Maria Flor, de 43 anos, abriu o jogo sobre uma fase delicada de sua vida pessoal: o processo para se reconhecer como madrasta de Martin, hoje com 12 anos, filho de seu marido, o psicoterapeuta Emanuel Aragão.




 

Em entrevista ao podcast Isso Não é uma Sessão de Análise, a atriz admitiu que teve dificuldades para lidar com a nova dinâmica familiar e chegou a sentir ciúmes do enteado.

 

Segundo Maria, assumir o papel de madrasta foi “dificílimo” no início. Ela reconheceu que não tinha maturidade para compreender o que significava conviver com uma criança e dividir a atenção do companheiro.

 

Acho que era muito imatura para ser madrasta de alguém. Não tinha ideia do que era uma criança e do que era conviver com uma criança. Tinha muito ciúmes do Martin com o Emanuel, de não ser a prioridade naquele momento”, recordou.




Maria Flor admite que entrou em disputas com o enteado

Martin mora com Maria Flor e Emanuel durante parte da semana. A atriz contou que, no começo, não sabia como estabelecer uma relação com o menino e acabava entrando em conflitos que hoje considera infantis.

 

Quando casei com o Emanuel, e o Martin mora com a gente metade da semana, eu não sabia lidar com ele. Então, às vezes, entrava em disputas com ele totalmente infantis e ridículas. Hoje em dia, olho e penso: ‘Meu Deus, o que eu estava fazendo?’”, refletiu.

 

Com o passar do tempo, porém, a relação foi mudando. Maria passou a enxergar que poderia construir um vínculo próprio com o enteado sem assumir necessariamente a responsabilidade de educá-lo como uma mãe.




 

Depois que a gente foi se entendendo mais, tinha uma beleza muito grande de poder estar com o Martin, sem ter a responsabilidade de ser essa figura que vai educar. Podia estar na brincadeira com ele e na farra, e ficar eu e ele contra o Emanuel. Criar o vínculo e minha história só com ele.”

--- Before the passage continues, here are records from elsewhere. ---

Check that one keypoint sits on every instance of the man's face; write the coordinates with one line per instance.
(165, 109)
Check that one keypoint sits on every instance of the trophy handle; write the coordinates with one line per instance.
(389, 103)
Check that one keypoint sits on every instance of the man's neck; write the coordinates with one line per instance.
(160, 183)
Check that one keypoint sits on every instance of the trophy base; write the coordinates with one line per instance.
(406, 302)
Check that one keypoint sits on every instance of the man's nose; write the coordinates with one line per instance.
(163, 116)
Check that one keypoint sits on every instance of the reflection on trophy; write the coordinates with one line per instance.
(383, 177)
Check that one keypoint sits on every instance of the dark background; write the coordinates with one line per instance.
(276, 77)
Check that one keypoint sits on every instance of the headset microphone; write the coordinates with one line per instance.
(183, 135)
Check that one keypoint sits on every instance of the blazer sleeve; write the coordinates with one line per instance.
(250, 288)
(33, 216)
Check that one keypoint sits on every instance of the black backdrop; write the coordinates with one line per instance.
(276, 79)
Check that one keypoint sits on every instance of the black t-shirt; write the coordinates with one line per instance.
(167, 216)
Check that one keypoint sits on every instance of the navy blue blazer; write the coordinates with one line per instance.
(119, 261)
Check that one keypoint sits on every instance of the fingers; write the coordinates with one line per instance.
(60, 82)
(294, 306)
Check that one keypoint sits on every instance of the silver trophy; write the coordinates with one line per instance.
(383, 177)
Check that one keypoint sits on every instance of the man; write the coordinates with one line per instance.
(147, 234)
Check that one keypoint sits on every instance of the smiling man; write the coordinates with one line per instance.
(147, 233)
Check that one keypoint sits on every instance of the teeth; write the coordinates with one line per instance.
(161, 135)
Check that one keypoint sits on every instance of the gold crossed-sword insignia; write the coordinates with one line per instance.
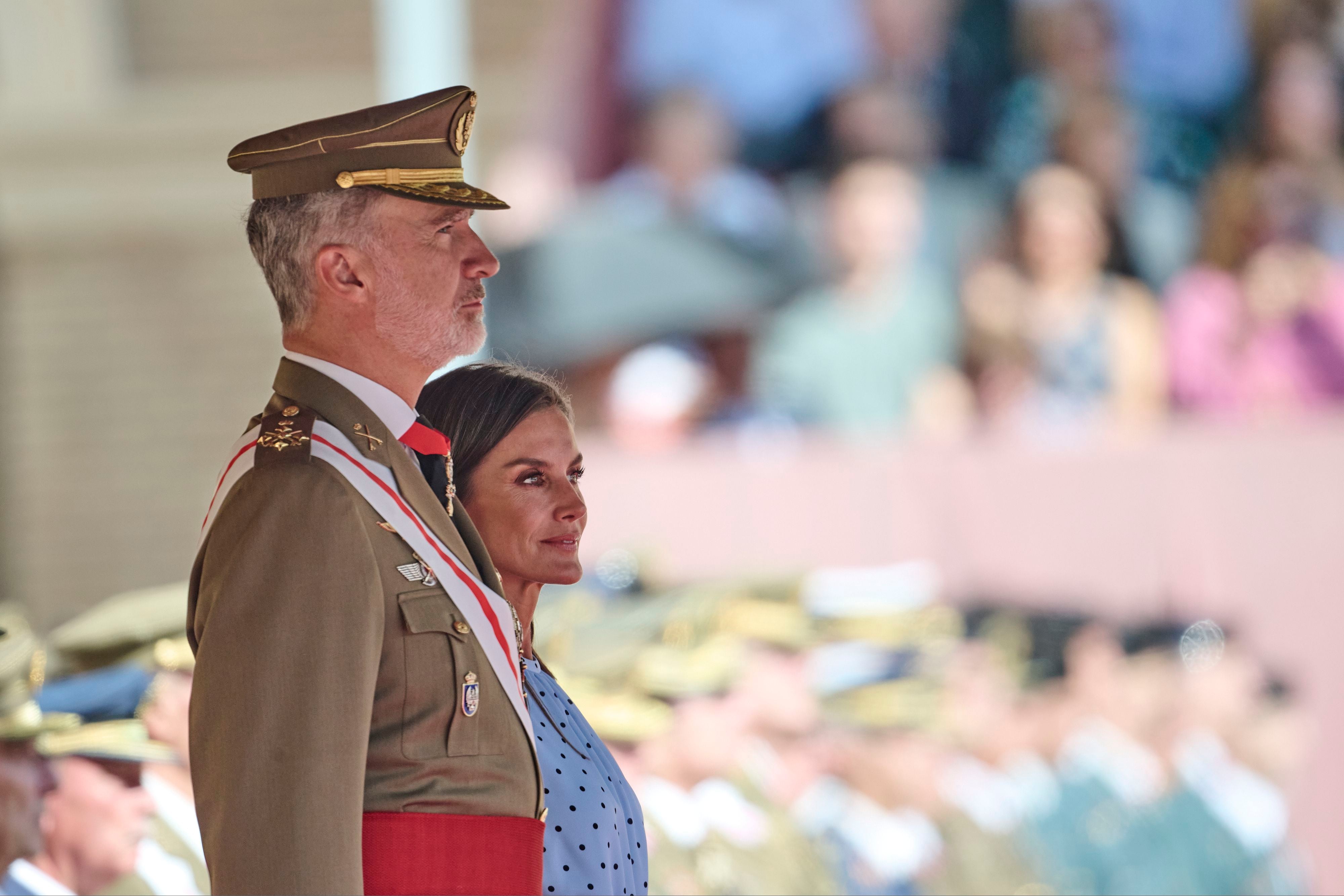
(373, 440)
(283, 437)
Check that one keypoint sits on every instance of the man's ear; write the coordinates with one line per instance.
(339, 268)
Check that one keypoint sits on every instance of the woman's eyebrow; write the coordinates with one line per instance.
(528, 461)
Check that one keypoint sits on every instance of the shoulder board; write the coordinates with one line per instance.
(286, 436)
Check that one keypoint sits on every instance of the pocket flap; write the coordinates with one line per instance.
(429, 610)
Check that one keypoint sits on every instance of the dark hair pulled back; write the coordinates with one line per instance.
(479, 405)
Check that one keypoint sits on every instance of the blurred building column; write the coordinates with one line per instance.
(60, 54)
(423, 46)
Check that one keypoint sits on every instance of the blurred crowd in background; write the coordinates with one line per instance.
(851, 733)
(936, 217)
(847, 731)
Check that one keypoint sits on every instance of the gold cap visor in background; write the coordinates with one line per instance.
(409, 148)
(122, 741)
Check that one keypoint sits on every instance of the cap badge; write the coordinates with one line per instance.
(419, 571)
(471, 695)
(463, 131)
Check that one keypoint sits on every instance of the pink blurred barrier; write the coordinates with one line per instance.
(1243, 524)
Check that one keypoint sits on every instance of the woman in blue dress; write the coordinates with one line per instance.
(518, 472)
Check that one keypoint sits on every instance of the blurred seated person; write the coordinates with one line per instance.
(771, 66)
(682, 242)
(1058, 340)
(874, 811)
(1076, 54)
(706, 836)
(884, 120)
(151, 678)
(95, 820)
(1300, 131)
(25, 773)
(683, 168)
(1269, 332)
(1150, 223)
(854, 354)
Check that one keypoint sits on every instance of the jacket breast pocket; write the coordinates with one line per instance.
(440, 652)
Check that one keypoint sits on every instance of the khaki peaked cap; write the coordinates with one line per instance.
(409, 148)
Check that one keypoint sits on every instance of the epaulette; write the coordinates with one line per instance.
(286, 436)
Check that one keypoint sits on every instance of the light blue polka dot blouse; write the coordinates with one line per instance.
(595, 829)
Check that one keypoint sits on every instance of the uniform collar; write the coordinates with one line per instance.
(396, 414)
(37, 881)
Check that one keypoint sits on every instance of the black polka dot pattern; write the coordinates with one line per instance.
(569, 866)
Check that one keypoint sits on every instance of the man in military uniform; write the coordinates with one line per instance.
(357, 717)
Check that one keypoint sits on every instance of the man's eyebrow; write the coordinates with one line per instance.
(452, 214)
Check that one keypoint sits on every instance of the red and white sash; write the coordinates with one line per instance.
(486, 612)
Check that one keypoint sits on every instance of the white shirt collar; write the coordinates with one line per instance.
(177, 809)
(38, 881)
(396, 414)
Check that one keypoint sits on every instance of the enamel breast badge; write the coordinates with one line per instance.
(471, 695)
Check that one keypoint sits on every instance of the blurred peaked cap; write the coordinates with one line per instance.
(912, 705)
(127, 627)
(124, 741)
(627, 717)
(845, 666)
(409, 148)
(103, 695)
(18, 647)
(21, 670)
(782, 625)
(925, 627)
(870, 592)
(667, 671)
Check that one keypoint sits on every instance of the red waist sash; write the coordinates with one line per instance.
(416, 854)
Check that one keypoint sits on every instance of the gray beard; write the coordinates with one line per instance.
(433, 335)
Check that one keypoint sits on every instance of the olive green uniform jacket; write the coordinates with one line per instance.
(327, 684)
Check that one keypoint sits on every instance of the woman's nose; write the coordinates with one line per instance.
(572, 507)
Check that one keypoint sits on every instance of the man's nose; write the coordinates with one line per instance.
(480, 261)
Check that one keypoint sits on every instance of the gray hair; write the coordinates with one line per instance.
(284, 233)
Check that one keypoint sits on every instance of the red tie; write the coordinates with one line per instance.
(425, 440)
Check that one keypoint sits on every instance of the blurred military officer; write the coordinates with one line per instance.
(706, 835)
(150, 679)
(357, 715)
(95, 820)
(25, 774)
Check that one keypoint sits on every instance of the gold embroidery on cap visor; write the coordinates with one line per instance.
(431, 183)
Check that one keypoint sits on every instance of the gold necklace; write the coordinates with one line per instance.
(518, 640)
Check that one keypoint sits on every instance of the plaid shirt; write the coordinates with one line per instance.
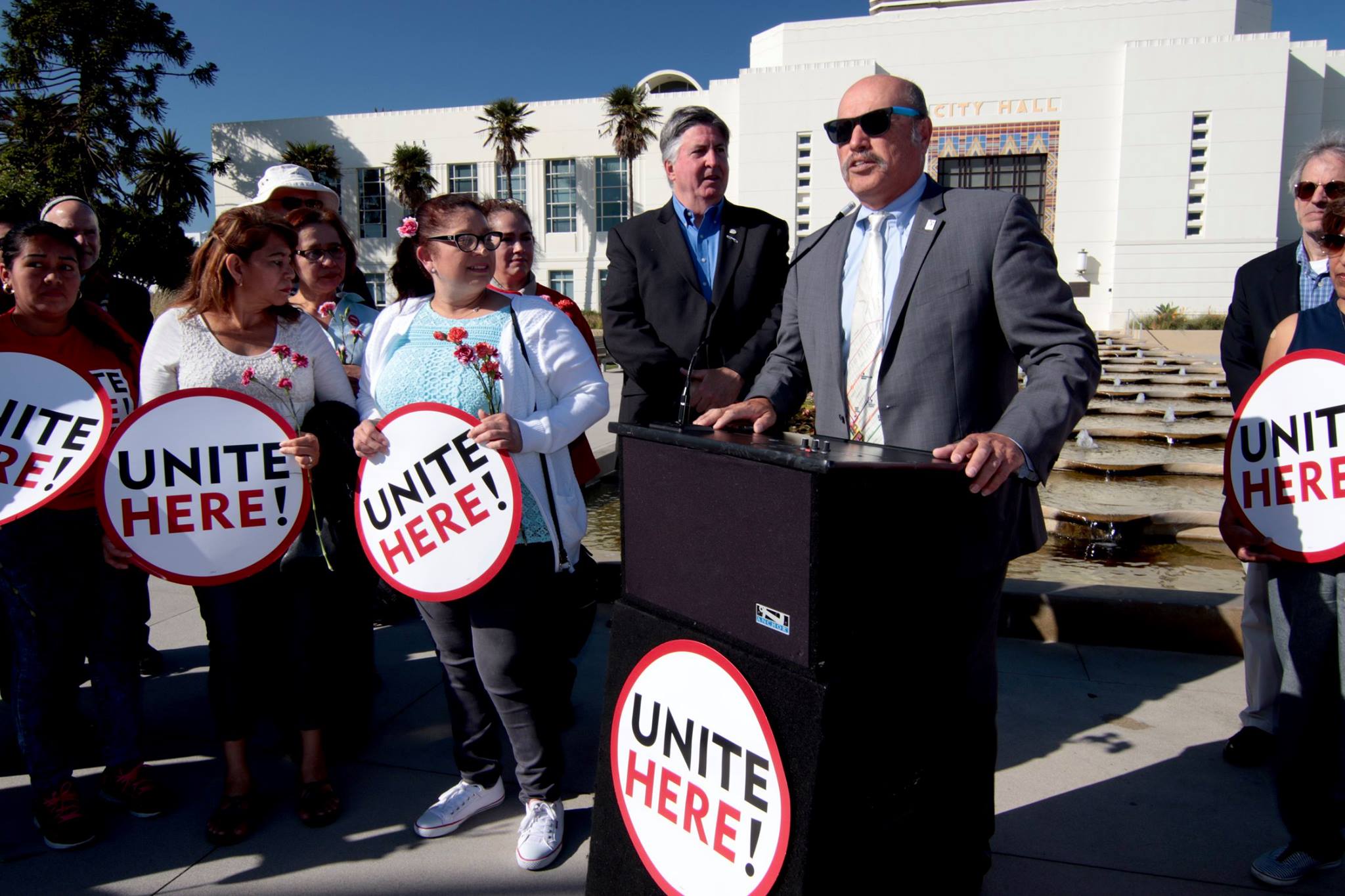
(1313, 289)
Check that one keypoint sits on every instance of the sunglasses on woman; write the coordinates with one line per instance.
(291, 203)
(1305, 190)
(468, 242)
(872, 123)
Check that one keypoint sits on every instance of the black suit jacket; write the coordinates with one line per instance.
(1265, 293)
(654, 313)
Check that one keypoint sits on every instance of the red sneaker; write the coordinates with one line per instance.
(61, 819)
(133, 789)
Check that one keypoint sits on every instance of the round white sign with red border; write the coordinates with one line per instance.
(437, 513)
(195, 486)
(53, 423)
(1285, 456)
(698, 775)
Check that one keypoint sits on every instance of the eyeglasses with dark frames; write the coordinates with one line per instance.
(468, 242)
(872, 123)
(291, 203)
(317, 255)
(1305, 190)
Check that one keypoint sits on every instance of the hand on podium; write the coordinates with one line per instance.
(758, 412)
(990, 457)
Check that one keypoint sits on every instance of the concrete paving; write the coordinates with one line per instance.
(1110, 782)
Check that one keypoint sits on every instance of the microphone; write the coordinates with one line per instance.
(685, 402)
(845, 210)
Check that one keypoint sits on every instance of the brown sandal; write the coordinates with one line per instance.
(233, 821)
(318, 803)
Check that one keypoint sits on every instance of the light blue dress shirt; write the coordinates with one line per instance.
(704, 242)
(896, 230)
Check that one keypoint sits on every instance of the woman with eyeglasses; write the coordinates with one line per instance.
(514, 274)
(496, 645)
(322, 259)
(1308, 621)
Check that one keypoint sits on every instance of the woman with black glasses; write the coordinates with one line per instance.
(496, 645)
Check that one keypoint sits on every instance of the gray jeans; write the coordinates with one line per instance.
(1306, 614)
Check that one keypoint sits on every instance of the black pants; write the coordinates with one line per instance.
(264, 634)
(500, 664)
(1308, 618)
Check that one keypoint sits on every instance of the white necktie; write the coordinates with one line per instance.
(866, 335)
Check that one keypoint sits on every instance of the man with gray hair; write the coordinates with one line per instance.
(1266, 291)
(693, 289)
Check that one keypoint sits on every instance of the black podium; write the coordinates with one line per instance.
(768, 551)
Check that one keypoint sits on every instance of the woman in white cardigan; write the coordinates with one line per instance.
(495, 644)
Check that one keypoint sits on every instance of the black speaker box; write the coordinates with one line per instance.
(831, 770)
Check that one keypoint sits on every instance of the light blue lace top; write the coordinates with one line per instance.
(423, 368)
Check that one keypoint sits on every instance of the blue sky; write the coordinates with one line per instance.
(288, 60)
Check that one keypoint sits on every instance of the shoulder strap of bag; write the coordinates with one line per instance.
(546, 471)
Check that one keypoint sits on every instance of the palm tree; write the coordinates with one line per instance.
(171, 177)
(506, 129)
(409, 177)
(319, 159)
(628, 124)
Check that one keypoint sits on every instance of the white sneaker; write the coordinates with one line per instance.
(541, 833)
(456, 805)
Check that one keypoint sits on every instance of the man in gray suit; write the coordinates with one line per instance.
(910, 320)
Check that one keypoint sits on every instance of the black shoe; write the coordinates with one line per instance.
(151, 662)
(1250, 747)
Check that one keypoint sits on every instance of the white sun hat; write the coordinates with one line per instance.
(292, 178)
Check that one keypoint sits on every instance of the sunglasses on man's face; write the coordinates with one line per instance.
(1305, 190)
(872, 123)
(291, 203)
(468, 242)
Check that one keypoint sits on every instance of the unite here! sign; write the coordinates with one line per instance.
(437, 513)
(53, 425)
(195, 486)
(697, 774)
(1285, 457)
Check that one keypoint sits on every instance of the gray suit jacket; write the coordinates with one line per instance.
(978, 296)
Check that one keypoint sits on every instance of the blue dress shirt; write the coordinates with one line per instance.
(704, 242)
(896, 230)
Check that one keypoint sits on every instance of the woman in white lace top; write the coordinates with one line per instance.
(264, 630)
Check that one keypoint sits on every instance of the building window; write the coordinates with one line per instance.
(377, 288)
(1197, 184)
(373, 203)
(563, 281)
(1024, 175)
(612, 192)
(462, 179)
(519, 182)
(562, 195)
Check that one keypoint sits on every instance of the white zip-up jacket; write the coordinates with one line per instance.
(558, 379)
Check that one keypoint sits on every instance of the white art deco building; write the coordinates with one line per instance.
(1155, 137)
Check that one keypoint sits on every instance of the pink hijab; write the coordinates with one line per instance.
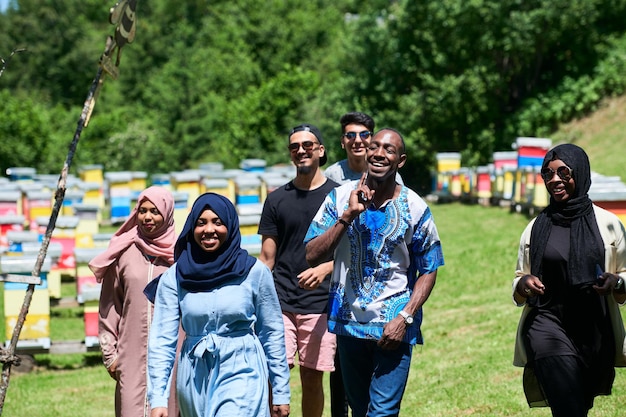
(161, 246)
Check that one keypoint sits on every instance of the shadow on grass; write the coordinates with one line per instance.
(69, 361)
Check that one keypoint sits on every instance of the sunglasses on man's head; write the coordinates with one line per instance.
(363, 135)
(307, 145)
(564, 172)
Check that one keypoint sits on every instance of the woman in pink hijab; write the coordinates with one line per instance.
(142, 249)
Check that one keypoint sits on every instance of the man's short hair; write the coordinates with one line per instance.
(357, 118)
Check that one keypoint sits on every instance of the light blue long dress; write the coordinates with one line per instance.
(234, 345)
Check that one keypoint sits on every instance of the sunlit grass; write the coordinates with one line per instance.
(464, 368)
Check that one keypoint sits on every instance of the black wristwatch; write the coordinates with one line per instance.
(408, 319)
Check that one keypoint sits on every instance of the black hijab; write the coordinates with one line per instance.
(197, 270)
(586, 245)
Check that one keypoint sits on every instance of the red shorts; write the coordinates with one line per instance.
(308, 335)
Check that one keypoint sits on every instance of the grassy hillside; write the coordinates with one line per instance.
(602, 134)
(464, 368)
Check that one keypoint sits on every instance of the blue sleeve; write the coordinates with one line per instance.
(163, 339)
(271, 333)
(426, 253)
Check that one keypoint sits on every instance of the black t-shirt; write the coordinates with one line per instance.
(287, 214)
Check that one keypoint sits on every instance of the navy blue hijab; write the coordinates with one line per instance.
(197, 270)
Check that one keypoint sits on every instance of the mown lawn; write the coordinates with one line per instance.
(463, 369)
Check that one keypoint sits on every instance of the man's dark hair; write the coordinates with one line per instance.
(357, 118)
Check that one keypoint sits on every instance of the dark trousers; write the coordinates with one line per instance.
(338, 400)
(562, 379)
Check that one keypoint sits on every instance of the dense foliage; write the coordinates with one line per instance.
(225, 80)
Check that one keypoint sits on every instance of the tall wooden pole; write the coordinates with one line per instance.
(122, 15)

Atriz diz que ser madrasta foi importante para decidir ser mãe

Maria Flor reconhece que demorou para aceitar o papel de madrasta e entender que também queria construir aquela relação com Martin.

 

Mas demorei muito para entender. Foi sofrido virar madrasta dele e me assumir que sou madrasta dele e que queria isso. Foi um processo de amadurecimento, e acho que só consegui virar e decidir ser mãe quando topei ser madrasta do Martin”, afirmou.




 

Hoje, a atriz também é mãe de Vicente, de 4 anos. Ela contou que a gravidez mudou ainda mais a dinâmica entre os três e aproximou Martin da família que estava sendo formada.

 

A partir o momento em que engravidei, virei totalmente madrasta dele. Lembro como era bonito ver o Martin com a barriga, com a ideia do irmão, e como ele também me adotou. Porque, quando entendeu que teria um irmão e que ele iria nascer de mim, eu fiz sentido, de algum jeito, para ele”, detalhou.

 

Atualmente, Maria define a relação com o enteado de outra maneira e vê a experiência como uma construção conjunta.




 

Acho que ser madrasta é adotar um pouco aquela criança e aquela criança te adotar também, e vocês dois assumirem que têm uma relação, que não é de mãe e filho, mas é a relação que vocês vão construir juntos. Foi difícil para caramba, mas hoje em dia é lindo. Ele vai fazer 13 anos e é muito bonito vê-lo crescendo”, concluiu.